Die gegen Syrien und Iran angewandten Sanktionen verletzen auch
Art. 2 (Absatz 4) der UN-Charta, der vorschreibt, dass alle
Mitglieder in ihren internationalen Beziehungen sich der Drohungen
und Anwendung von Gewalt gegen die territoriale Integrität oder die
politische Unabhängigkeit irgendeines Staaten oder sonstiger
Methoden, die mit den Zielen der Vereinten Nationen nicht vereinbar
sind, enthalten sollen.
In Diskussionen mit Beamten, aber auch mit beliebigen Bürgern von
Damaskus – Ladenbesuchern und Angestellten in einem zentralen
Supermarkt – und Studenten ist es möglich, eine ziemlich gute
Vorstellung davon zu bekommen, wie die westlichen Sanktionen die
Familien hier treffen.
Eine progressive Journalistin, die Teilzeit arbeitet bei einer
US-NGO und der Assad-Regierung gegenüber kritisch ist, aber noch
kritischer gegen die desperaten Rebellengruppen, teilte mir ihre
ziemlich representative Analyse der gegenwärtigen Situation in
Damaskus hinsichtlich der Sanktionen mit:
„Ich denke, die unserem Land auferlegten Sanktionen haben eine enorme
Auswirkung in der gegenwärtigen Krise.

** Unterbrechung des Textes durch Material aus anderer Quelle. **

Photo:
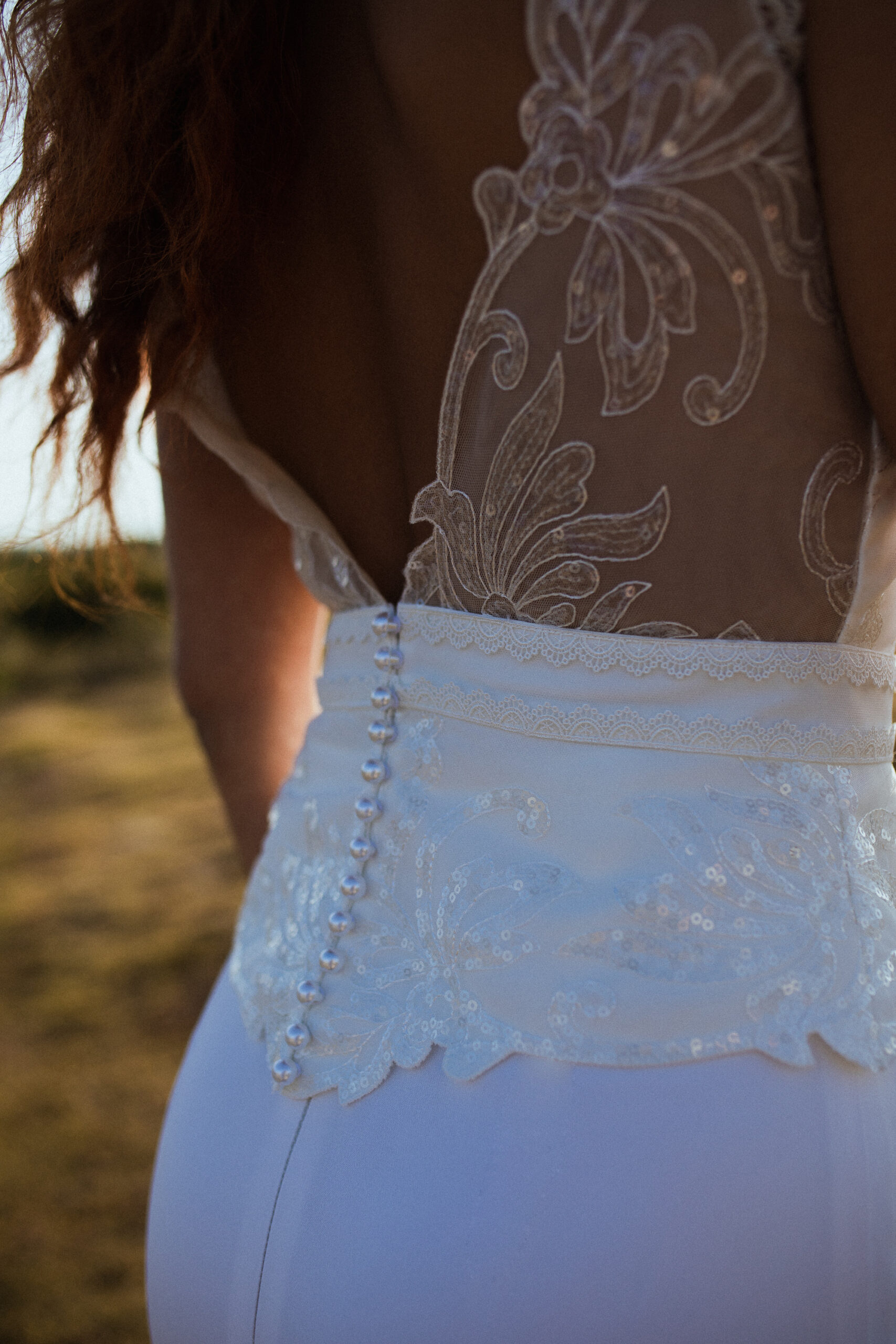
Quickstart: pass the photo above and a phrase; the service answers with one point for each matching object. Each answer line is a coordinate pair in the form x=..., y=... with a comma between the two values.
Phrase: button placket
x=368, y=810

Die Preise sind im
Schnitt um wenigstens 40 % gestiegen, besonders Konsumwaren und
Grundnahrungsmitel wie Fleisch, Milch, Brot, Gemüse, Früchte etc.
Eier und Hühner sind um das Doppelte gestiegen und sind in kleinen
Läden gar nicht zu haben. An manchen Tankstellen in manchen
Stadtteilen gibt es lange Schlangen. Die Sanktionen haben auch viele
Leute gezwungen, ihre Fabriken in Aleppo und Damaskus wegen Mangel
an Rohstoffen zu schließen und das treibt die Preise hoch. Meine
Tochter arbeitet in einem Zubehörgeschäft für Haushaltswaren. Sie
müssen Sachen aus der Türkei importieren. Kleider sind auch teurer
geworden, weil türkische Waren nicht hereinkommen. Ich glaube, ihr
Unternehmen wird bald schließen. Sie können mit ihr sprechen, wenn
es Sie interessiert. Mein Sohn erwägt wegzugehen, weil er keine
Arbeit findet. Junge Männer hier sind sehr frustriert und manche der
Arbeitslosen schließen sich Gangs an und werden von Jihad-Gruppen
angeheuert, die ihnen Geld und Waffen und Indoktrinierung bieten. Als
Mutter mache ich mir große Sorgen, dass er Probleme bekommt, aber
junge Leute hören ja nicht. Die Krise hat auch Unternehmer
gezwungen, Leute zu entlassen, um die Kosten zu drücken. Viele
Händler haben das Land bereits verlassen und haben ihr Geld auch
rausgebracht. Manche, vor allem Kriegstreiber haben von der Krise
profitiert. Schmuggelwaren sind teuer, wenn es welche gibt. Die
Sanktionenn haben die gewöhnlichen Leute getroffen, mehr als das
Regime. Uns geht es sehr viel schlechter als vor 20 Monaten.“
Was mich gestern abend bekümmert hat, war, dass ein
Geschäftsmann, mit Verbindungen zur Führung, mir versicherte: „Wir
können zehn Jahre kämpfen, um Al Qaida und die Fanatiker von
Damaskus fernzuhalten. Mach dir keine Sorgen, mein Freund.“
Keine Sorgen? Ich war sprachlos. Denn genau am 12. August 2011 hat
ein Freund genau dieselben Worte zu mir gesagt, Khaled Kane, ein guter
Mann und damals stellvertretender Außenminister von Libyen. Zehn
Tage später, nicht zehn Jahre, fiel Tripolis in die Hände der
Rebellen. Dann folgte Verhaftung, Folter, und jetzt schmachtet Khaled
mit schlechter Gesundheit in einem Gefängnis in Misrata.